Why I picked this up
I was curious because the idea of small, focused essays lets a writer jump to unusual subjects without forcing you through long theory every time. I wanted something that felt like short deep dives rather than one long lecture, and this book delivered that — every chapter reads like a guided walk into some corner of history or culture.
What the book covers
Inside you find a wide mix. There are pieces that draw on the Puranas and the Mahabharata, and there are essays that look at surprisingly everyday things with historical eyes — the sacred history of the banana, 17th-century Bengali arrack, hair dyes, even contemporary topics like woke cinema and reflections on the 1962 war with China. Taken together the essays connect older cultural threads with moments in more recent history.
The writing and the voice
I found the voice to be confident and conversational. The author writes like someone who has spent years reading source texts and walking through archives, but he chooses to tell what he found in plain language. That made the research feel alive — you get scholarly details, but they come with anecdotes and little explanations that kept me turning the pages.

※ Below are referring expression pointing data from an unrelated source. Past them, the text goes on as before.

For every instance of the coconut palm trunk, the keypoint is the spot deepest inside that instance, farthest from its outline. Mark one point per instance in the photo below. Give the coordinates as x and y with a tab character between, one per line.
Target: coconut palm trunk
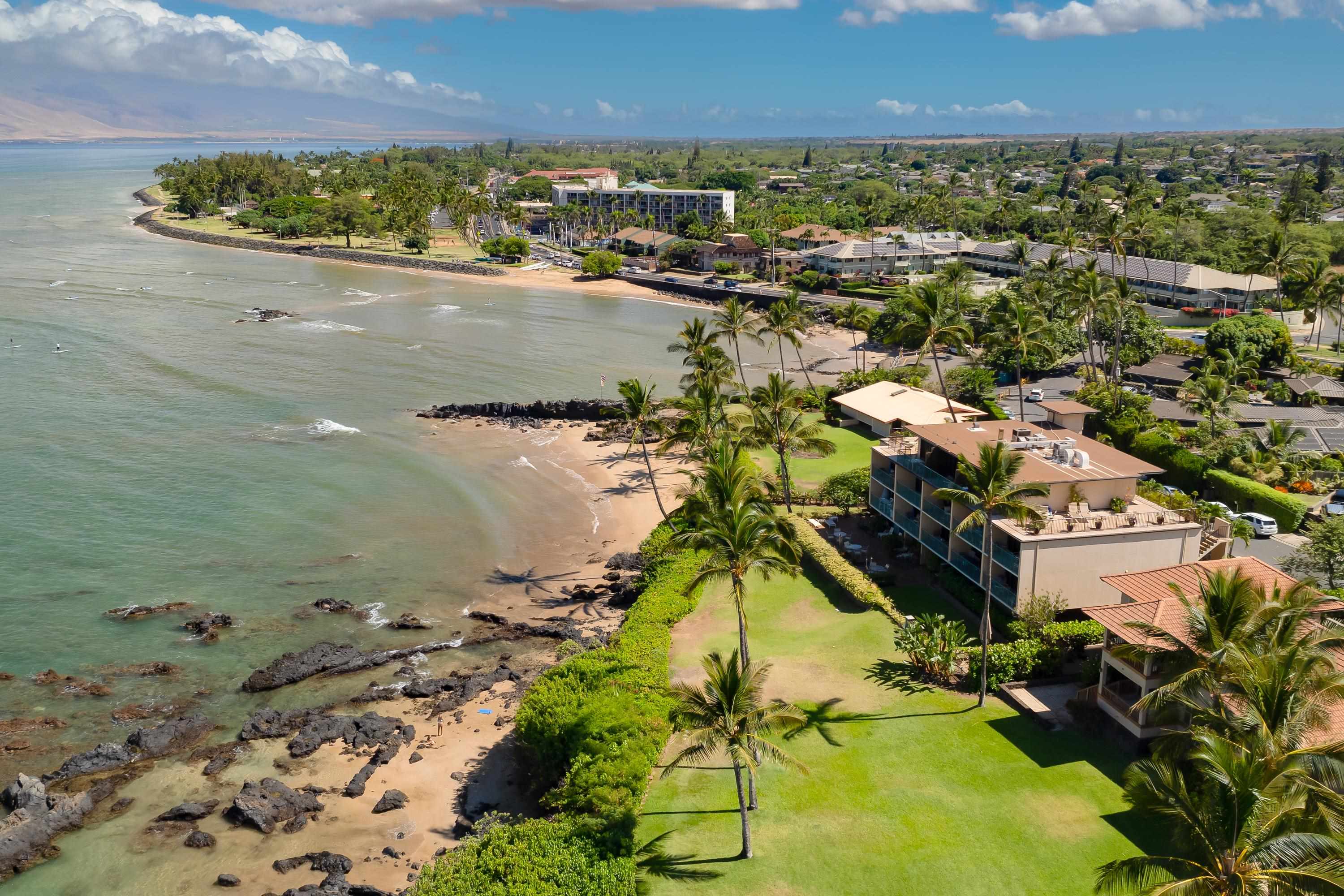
742	809
984	617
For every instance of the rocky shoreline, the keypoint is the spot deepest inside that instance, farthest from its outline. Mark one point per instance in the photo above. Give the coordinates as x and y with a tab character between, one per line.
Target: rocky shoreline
308	250
45	806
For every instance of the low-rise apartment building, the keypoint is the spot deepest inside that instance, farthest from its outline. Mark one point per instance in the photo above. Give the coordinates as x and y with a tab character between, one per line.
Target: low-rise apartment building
646	199
1148	598
1078	538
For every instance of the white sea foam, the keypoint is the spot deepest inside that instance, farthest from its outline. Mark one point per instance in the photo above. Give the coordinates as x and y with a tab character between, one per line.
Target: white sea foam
369	299
330	326
330	428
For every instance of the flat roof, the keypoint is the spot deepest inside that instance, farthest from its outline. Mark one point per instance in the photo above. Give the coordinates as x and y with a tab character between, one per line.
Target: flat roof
1065	406
890	402
1104	461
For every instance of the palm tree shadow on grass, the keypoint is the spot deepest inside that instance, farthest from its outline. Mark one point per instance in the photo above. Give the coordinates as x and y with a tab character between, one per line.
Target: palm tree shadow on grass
897	676
824	715
652	862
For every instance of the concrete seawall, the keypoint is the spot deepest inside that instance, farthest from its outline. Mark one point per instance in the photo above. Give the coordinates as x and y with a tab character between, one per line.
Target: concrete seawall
310	250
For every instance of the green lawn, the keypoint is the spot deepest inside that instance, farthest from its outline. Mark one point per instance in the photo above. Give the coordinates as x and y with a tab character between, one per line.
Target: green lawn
926	797
457	250
853	449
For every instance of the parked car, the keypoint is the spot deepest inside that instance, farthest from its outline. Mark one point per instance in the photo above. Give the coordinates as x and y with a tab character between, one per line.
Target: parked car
1261	524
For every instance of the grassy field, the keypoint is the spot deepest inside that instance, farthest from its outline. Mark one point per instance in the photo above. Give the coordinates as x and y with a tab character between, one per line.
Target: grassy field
853	449
920	794
452	244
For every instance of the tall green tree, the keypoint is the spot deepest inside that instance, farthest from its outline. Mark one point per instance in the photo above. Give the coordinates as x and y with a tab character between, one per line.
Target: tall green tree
991	492
932	322
729	715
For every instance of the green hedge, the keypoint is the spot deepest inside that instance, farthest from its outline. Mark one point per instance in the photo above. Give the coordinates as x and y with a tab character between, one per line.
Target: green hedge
1248	495
1015	661
1072	637
826	558
590	731
1185	469
537	857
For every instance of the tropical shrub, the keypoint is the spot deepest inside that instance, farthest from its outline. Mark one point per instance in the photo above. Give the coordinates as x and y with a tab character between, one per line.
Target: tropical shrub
1015	661
1073	636
846	489
1249	495
932	644
855	583
601	264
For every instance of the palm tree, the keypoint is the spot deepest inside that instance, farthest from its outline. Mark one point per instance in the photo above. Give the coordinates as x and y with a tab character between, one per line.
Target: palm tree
737	320
1279	258
991	491
1023	330
642	413
728	714
933	324
1249	827
780	426
855	318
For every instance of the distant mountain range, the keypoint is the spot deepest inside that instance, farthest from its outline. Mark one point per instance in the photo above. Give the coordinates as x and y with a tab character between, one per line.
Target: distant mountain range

Essays that stayed with me
Some essays surprised me because they took a tiny thing and opened up a whole world. The piece on bananas made me look at a fruit I had always taken for granted and see it as part of ritual life, farming and local economies. The historical sketches about food and drink, or about cultural habits like hair dye, made me notice how everyday practices carry deep histories. Those smaller, unusual essays are the book’s strength for me because they are easy to remember and they change how I notice ordinary things around me.
Why this book matters now
The essays do more than list facts; they quietly argue that knowing these small histories matters for how we understand ourselves today. Reading it felt like reclaiming small pieces of a long story that were easy to overlook. In a moment when many people are talking about identity and the past, this collection adds calm, researched voices to that conversation.
Final thoughts
I enjoyed this book a lot. It gave me fresh ways to look at culture, history and the everyday. Each essay could be read on its own, but together they built a sense of continuity that stuck with me. If you like short, well-researched pieces that make you notice the world differently, this book will be a pleasant and thought-provoking read.